O que leva um cara sair de São Paulo para ir a Qaqortoq? Qaqortoq? Sim, isso mesmo, um vilarejo isolado ao sul da Groenlândia sem nenhum atrativo turístico. No meu caso, na década de 1990, foi um projeto para ver como viviam os esquimós aculturados pelo governo dinamarquês.
Não foi fácil chegar em Qaqortoq. Houve uma combinação de voos e stopovers: São Paulo – Londres – Reykjavik, mais stopover de alguns dias na capital da Islândia, pois naquele período do ano, início de setembro, a Icelandair tinha apenas um voo semanal para Nasarsuak, já na Groenlândia. Desta antiga base americana, mais um stopover para no dia seguinte de helicóptero chegar em Qaqortoq, ou Julianehab, para os dinamarqueses.
Enfim, chegamos ao destino.
E aí, começaram as surpresas para nós e para os habitantes dessa vila da Groenlândia. O vilarejo era muito mais bonito do que esperávamos. Agora entendia porque as casinhas do jogo de armar da Lego eram tão coloridas. Faz parte da vida dos dinamarqueses, e Qaqortoq lembra o mesmo jogo em escala natural. Depois porque os esquimós não mais se vestiam como esquimós com aqueles grossos casacos de pele de foca, e não vimos um só iglu, Suas moradias eram em pequenos blocos de apartamentos que lembravam um ‘Cingapura’ um pouco melhor. E para completar, os esquimós dali já haviam perdido a mania de comer as ‘cacas’ da pele para saciar a fome (elas se formam por falta de banho!).

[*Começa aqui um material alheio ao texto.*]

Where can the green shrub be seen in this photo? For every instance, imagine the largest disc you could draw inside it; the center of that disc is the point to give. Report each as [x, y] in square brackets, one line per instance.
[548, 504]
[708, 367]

No mesmo dia em que chegamos a essas conclusões, percebi que estávamos sendo observados com curiosidade por muitos habitantes de Qaqortoq. Eles procuravam entender quem erámos, e isso criava em mim uma sensação estranha.

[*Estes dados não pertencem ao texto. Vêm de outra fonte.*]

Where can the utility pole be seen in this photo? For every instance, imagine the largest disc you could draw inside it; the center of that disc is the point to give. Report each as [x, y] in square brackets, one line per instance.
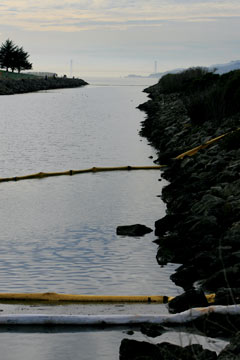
[71, 62]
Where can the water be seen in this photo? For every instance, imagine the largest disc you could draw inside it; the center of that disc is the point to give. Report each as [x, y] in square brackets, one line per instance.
[59, 234]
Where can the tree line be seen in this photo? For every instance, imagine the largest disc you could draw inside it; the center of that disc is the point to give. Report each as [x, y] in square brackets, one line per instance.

Começamos a ser constantemente parados nas ruas, tanto pelos esquimós que se divertiam com nossa presença, como também pelos poucos dinamarqueses que ali viviam. A curiosidade se dava porque éramos brasileiros, dos trópicos, para eles o fim do mundo. O que estávamos fazendo naquele lugar fora do radar das agências de turismo, onde ao entardecer a temperatura já beirava os 10 graus negativos?

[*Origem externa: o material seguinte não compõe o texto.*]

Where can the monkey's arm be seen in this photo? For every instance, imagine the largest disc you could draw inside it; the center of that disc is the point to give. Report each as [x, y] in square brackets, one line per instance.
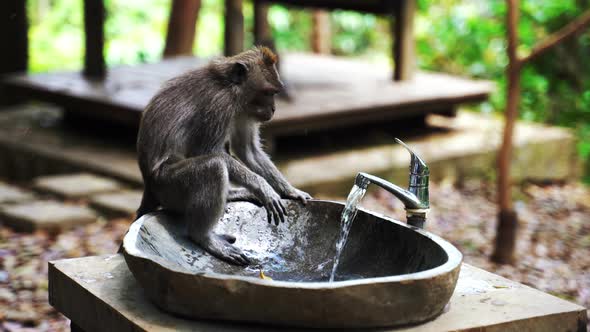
[256, 184]
[245, 144]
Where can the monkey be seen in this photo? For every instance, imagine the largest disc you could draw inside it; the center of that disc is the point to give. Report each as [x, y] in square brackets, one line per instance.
[201, 133]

Mesmo explicando qual era nosso objetivo, janelas se abriam para nos ver, e a mesma pergunta corria de boca em boca: vocês são os brasileiros que vão ficar conosco uma semana? Convites para almoço e jantar foram comuns para dividirmos as mesas com dinamarqueses e com os esquimós mais aculturados, só para contarmos histórias sobre nós e do nosso país.
Enfim, fomos nós, durante aquela semana, a atração turística de Qaqortoq. E, assim algo que aprendi é que às vezes a única coisa nova de um lugar é você.
Agora você pode se perguntar: e como viviam os esquimós? Bom, isso fica para outra história. Ah! E outra coisa: as fotos como podem reparar são de baixa qualidade, pois foram recuperadas de negativos embolorados, portanto nossas desculpas.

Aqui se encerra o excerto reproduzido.